Travailler sur une œuvre aussi étudiée et populaire, voire incontournable, en assurant un tour d’horizon complet du contenu est impossible et l’auteur du livre l’annonce elle-même : il n’est pas question de prétendre clôturer les recherches avec l’essai ultime sur Evangelion. Néanmoins, face à une saga déjà sur-analysée si riche en métaphores, abstractions et références parfois obscures, il est très appréciable d’appréhender une approche terre à terre se basant sur des données concrètes et situées. À ce titre, le premier chapitre d’analyse traitant de l’enfance d’Anno jusqu’à la genèse du projet Evangelion, même s’il n’évite pas quelques écueils (prévisibles, vu l’angle d’approche) de romantisation de la vie de l’auteur, trouve tout son intérêt dans la précision du récit. L’auteur revient sur chacune des étapes qui ont mené Anno à s’intéresser au cinéma d’animation, mais également à le faire rencontrer ses futurs collaborateurs et surtout quelles étaient leurs influences communes, que nous retrouvons plus tard dans l’œuvre. Sur ce point, Virginie Nebbia démontre qu’elle maîtrise son sujet (en particulier en ce qui concerne la science-fiction populaire au Japon dans les années 70 et 80, le genre du tokusatsu et l’organisation des groupes de fans) et réussit à faire un tour d’horizon très clair et minutieux d’éléments qui apportent véritablement une densité à ses analyses ultérieures. L’essai est d’ailleurs toujours lisible et compréhensible, ce qui est très appréciable au vu de la rapidité avec laquelle les (nombreuses) informations sont délivrées.
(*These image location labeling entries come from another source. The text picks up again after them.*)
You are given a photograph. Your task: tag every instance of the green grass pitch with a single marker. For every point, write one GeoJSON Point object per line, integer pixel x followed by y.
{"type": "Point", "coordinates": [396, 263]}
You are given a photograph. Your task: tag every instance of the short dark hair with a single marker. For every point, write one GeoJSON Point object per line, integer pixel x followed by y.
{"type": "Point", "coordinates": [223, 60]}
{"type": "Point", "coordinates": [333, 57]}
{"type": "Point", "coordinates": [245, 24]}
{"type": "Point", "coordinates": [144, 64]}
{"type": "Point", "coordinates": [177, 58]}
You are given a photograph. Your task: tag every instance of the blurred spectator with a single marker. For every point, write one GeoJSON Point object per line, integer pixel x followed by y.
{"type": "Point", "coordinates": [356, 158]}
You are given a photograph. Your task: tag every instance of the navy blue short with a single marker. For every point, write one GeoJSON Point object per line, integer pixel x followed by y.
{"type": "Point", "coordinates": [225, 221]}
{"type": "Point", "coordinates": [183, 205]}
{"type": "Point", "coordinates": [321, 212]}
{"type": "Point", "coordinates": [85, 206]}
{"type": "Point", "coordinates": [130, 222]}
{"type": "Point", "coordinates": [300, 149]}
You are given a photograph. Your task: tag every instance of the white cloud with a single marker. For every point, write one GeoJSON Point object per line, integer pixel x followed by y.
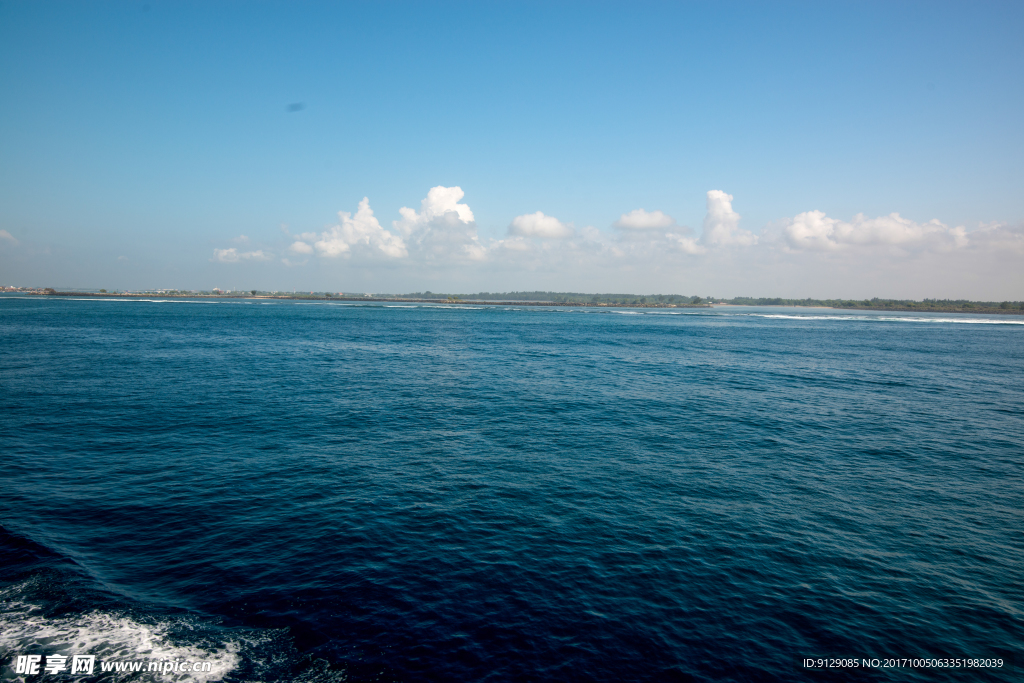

Quant aux analyses en elles-mêmes, elles bénéficient de cet apport sourcé et rationnel, qu’il s’agisse des parallèles faits avec les œuvres précédentes des animateurs d’Evangelion ainsi que de leurs influences, ou bien du contexte industriel des studios producteurs de la saga : Gainax dans un premier temps, puis khana ensuite. Tout en basant le livre sur la tentative de dresser un portrait d’Anno, Nebbia n’oublie pas la dimension collective de l’œuvre et traite également des contraintes inhérentes à une série d’animation au budget trop léger pour ses ambitions et à une équipe forcée de rendre des comptes à des investisseurs financiers.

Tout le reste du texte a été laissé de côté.